Accordingly, I think that sections 5.1.11 and 6.1.11 should state some specific
rule for when encoding="UTF-16" (either to ignore the byte-order-mark parameter,
or to make it a serlialization error).
Comment 1 Michael Rys 2005-11-14 07:12:47 UTC
If the environment into which you serialize the data does guarantee the UTF-16 
encoding (such as specific string types in some programming languages and 
databases), there is no reason to require the BOM. It actually could make 
further processing more complex. Also note that the XML parsers allow for the 
encoding to be provided through external means.
Comment 2 Colin Adams 2005-11-14 07:22:53 UTC
While these two points are true, they do not negate the requirement in
section 4.3.3 of Extensible Markup Language (XML) 1.0 (Third Edition)
and Extensible Markup Language (XML) 1.1. The word MUST is used.
Comment 3 David Carlisle 2005-11-14 11:41:15 UTC
(In reply to comment #2)
> While these two points are true, they do not negate the requirement in
> section 4.3.3 of Extensible Markup Language (XML) 1.0 (Third Edition)
> and Extensible Markup Language (XML) 1.1. The word MUST is used.
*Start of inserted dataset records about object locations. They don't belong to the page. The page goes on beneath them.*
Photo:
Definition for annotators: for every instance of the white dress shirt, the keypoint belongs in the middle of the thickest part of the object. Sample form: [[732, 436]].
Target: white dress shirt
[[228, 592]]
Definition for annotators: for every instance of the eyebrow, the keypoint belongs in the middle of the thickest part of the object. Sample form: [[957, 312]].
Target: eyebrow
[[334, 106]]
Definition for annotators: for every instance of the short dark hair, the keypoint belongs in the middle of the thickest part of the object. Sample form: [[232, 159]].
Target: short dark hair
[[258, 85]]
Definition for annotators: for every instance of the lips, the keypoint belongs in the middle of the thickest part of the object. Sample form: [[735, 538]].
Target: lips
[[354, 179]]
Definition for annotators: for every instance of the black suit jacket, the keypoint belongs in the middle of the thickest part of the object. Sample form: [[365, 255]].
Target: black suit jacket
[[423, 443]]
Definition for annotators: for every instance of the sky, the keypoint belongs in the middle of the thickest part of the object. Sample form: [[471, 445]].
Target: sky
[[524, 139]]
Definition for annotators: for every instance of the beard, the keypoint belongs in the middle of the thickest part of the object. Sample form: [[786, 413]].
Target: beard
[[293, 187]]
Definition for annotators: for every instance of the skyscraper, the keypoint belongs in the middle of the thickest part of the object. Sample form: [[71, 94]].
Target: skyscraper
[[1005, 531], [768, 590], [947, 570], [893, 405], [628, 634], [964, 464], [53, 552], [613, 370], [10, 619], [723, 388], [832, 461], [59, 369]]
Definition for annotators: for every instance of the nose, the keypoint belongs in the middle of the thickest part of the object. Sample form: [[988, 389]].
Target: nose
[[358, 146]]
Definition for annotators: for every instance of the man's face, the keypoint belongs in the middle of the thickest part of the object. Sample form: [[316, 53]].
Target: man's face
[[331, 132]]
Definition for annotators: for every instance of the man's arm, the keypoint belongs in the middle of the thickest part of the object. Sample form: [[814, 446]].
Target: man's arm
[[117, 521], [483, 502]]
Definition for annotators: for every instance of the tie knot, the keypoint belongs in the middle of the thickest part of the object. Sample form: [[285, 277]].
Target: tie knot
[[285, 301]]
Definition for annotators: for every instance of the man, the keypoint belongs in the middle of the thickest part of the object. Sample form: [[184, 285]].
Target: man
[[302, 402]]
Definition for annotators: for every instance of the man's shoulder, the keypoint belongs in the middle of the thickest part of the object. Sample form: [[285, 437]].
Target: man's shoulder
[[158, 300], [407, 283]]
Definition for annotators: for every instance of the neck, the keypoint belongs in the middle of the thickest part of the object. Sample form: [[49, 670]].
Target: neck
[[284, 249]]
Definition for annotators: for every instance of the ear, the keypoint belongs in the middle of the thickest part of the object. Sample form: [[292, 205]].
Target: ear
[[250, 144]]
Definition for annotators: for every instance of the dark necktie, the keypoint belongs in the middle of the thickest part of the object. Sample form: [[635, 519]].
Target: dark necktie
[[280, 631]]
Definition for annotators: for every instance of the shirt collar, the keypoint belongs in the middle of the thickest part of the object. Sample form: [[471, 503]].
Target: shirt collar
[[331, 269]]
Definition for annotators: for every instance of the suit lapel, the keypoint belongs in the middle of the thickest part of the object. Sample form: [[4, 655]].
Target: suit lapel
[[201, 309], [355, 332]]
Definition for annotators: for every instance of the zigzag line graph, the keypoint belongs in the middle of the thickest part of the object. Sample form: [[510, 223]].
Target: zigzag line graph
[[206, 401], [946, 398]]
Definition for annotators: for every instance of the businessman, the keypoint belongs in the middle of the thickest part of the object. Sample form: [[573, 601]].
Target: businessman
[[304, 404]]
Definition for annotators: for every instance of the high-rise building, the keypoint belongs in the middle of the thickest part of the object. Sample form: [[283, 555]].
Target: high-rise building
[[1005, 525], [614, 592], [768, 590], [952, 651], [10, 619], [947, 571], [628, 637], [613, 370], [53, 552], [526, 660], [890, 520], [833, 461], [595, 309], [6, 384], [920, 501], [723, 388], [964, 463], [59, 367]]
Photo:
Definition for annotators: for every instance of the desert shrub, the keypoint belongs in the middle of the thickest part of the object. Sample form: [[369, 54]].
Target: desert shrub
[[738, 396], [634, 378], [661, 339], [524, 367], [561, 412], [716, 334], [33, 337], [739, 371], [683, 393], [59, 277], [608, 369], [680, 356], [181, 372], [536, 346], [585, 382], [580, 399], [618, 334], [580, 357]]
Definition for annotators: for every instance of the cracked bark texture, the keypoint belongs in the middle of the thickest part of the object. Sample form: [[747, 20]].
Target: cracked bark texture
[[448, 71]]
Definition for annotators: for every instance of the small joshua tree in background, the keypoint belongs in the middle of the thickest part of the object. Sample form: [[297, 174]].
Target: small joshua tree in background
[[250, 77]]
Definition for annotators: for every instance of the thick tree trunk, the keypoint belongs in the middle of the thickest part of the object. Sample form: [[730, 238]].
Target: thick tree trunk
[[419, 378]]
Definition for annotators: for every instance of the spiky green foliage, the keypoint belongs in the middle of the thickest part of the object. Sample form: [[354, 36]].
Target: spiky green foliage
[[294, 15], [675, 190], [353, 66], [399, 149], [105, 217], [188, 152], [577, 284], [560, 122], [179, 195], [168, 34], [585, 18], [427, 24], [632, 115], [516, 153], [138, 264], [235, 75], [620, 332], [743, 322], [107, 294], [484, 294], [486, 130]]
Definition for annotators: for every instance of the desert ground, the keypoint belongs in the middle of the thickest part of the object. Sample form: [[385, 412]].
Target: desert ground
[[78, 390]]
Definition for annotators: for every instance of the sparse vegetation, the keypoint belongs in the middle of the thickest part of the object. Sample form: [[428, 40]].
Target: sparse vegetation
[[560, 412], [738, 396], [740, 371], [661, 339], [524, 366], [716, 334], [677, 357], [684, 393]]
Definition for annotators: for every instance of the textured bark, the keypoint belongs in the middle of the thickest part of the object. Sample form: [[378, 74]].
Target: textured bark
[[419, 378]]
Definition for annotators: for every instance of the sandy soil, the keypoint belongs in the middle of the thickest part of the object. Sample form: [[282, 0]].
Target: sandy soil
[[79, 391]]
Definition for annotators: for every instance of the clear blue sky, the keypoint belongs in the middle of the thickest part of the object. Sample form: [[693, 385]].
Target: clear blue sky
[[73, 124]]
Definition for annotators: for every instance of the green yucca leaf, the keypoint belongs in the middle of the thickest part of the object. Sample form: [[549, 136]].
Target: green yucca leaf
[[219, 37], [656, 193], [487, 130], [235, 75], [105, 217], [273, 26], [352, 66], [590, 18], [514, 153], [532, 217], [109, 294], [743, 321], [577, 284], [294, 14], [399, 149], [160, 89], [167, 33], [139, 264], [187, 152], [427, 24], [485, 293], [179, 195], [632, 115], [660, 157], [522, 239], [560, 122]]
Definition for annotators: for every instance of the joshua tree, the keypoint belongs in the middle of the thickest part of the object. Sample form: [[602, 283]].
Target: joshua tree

This is true of complete documents, but XSLT also has a  requirement
to support fragments, for example multiple top level elements. These fragments
are often combined by some post process and having the bom there may well be
inconvenient.

this is essentially the same issue as the xml declaration. An XML declaration is
similarly mandatory for an xml document if the encoding is not utf8/16 and xslt1
mandated that it be added. This turned out to be too restrictive and xslt2
allows  people to request that it be omitted, even though this may make the
result not well formed, on the assumption that they know what they are doing...

Comment 4 Colin Adams 2005-11-14 12:16:42 UTC
But what you are describing is an external parsed general entity, and the
requirement for a BOM with encoding of UTF-16 is still mandatory for such entities.
If a BOM is incovenient for a particular application, then you can serialize in
UTF-16BE or UTF-16LE, where the BOM is not compulsory (in fact it is forbidden
by the Unicode standard).
Comment 5 Joanne Tong 2006-02-17 20:14:40 UTC
The XSL and XQuery working group discussed this comment on Feb 1, 2006 and 
decided that no technical change is required.   This decision was taken in 
order to support the use cases where different resulting XML fragments need to 
be concatenated and the BOM would add additional complexity to that process.  
A non-normative note will be added to the specification to explain why the 
combination of UTF-16 and no BOM is allowed.  This note would point out that 
the serialization specification can output XML fragments that may not be well-
formed external general parsed entities.

I am marking this bug as CLOSED.  Please reopen this bug within one week if 
you feel this resolution is unacceptable.  

Thank you for raising the comment.

Joanne